Another frequently mutated gene is YPL217C (BMS1). This gene together with its neighbor are also located on the network (red boxed). These genes together with its mutated neighbors from the prioritized list forms a second recurrently mutated subcluster.

  1. YPL217C (BMS1 - mutated frequently): GTPase required for ribosomal subunit synthesis and rRNA processing; required for synthesis of 40S ribosomal subunits and for processing the 35S pre-rRNA at sites A0, A1, and A2; interacts with Rcl1p, which stimulates its GTPase and U3 snoRNA binding activities; has similarity to Tsr1p
  2. YBL004W (UTP20 - mutated twice): Component of the small-subunit (SSU) processome; SSU processome is involved in the biogenesis of the 18S rRNA
  3. YLR409C (UTP21) (mutated once): Subunit of U3-containing 90S pre-ribosome and SSU processome complexes; involved in production of 18S rRNA and assembly of small ribosomal subunit; synthetic defect with STI1-Hsp90 cochaperone; human homolog linked to glaucoma; Small Subunit processome is also known as SSU processome.
  4. YPL090C (RPS6A - mutated twice): Protein component of the small (40S) ribosomal subunit; homologous to mammalian ribosomal protein S6, no bacterial homolog; phosphorylated on S233 by Ypk3p in a TORC1-dependent manner, and on S232 in a TORC1/2-dependent manner by Ypk1/2/3p; RPS6A has a paralog, RPS6B.
  5. YBL072C (RPS8A - mutated once): Protein component of the small (40S) ribosomal subunit; homologous to mammalian ribosomal protein S8, no bacterial homolog; RPS8A has a paralog, RPS8B, that arose from the whole genome duplication
  6. YMR128W (ECM16- mutated once): Essential DEAH-box ATP-dependent RNA helicase specific to U3 snoRNP; predominantly nucleolar in distribution; required for 18S rRNA synthesis.

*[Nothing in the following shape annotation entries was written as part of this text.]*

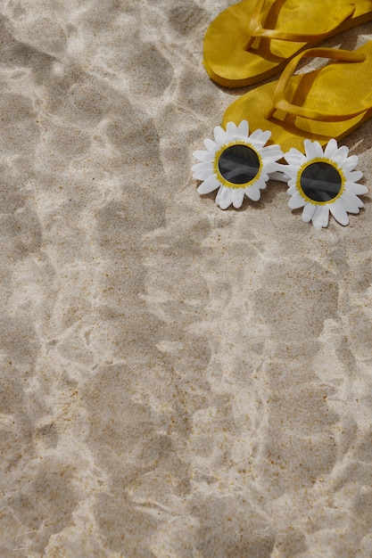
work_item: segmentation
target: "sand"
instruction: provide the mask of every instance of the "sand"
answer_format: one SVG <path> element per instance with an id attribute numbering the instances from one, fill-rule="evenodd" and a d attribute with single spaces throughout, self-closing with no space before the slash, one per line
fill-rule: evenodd
<path id="1" fill-rule="evenodd" d="M 228 4 L 0 6 L 2 558 L 372 555 L 370 196 L 197 194 Z"/>

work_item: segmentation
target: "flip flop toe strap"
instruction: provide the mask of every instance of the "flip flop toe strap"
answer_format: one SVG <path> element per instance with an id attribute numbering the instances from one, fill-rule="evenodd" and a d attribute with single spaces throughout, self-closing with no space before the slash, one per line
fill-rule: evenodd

The sub-networks indicated with the blue and red boxes are also the sub-networks that receive the highest edge width (in the online visualization) or lowest opacity in the html offline visualization.

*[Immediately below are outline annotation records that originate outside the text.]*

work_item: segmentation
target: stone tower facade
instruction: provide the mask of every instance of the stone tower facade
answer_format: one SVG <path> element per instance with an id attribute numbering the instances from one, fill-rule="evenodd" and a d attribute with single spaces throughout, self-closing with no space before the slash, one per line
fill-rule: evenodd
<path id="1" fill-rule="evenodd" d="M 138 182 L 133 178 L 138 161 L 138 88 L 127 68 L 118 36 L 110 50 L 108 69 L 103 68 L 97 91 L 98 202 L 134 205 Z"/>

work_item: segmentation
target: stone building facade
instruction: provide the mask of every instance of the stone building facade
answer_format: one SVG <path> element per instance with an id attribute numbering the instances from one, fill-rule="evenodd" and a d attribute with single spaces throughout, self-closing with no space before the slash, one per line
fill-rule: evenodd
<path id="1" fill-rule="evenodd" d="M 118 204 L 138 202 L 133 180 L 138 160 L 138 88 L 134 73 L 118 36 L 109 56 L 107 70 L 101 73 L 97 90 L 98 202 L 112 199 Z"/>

Some of the infrequently mutated genes (those that received e.g. rank 6), that appear to have been mutated only once in the population and that are not located in a cluster of frequently mutated genes are likely passengers. At the least stringent cost, passengers can get connected spuriously.

*e.g. YMR047C (NUP116 - mutated once): nup116FG-nucleoporin component of central core of the nuclear pore complex; contributes directly to nucleocytoplasmic transport and maintenance of the nuclear pore complex (NPC) permeability barrier; forms a stable association with Nup82p, Gle2p and two other FG-nucleoporins (Nsp1p and Nup159p); NUP116 has a paralog, NUP100, that arose from the whole genome duplication
The complete results for this run can be downloaded clicking here.

The example shows that IAMBEE finds as a recurrently mutated sub-network a set of genes that is involved in 90s preribosomal pathway which is in line with the results described in the original paper. Note that some of the genes described in the paper of Jerison et al could not be recovered in this run, mainly because they were not connected in the network. Therefore it is important to ensure that the ‘mutated genes’ are connected in the network, otherwise one might not be able to recover them.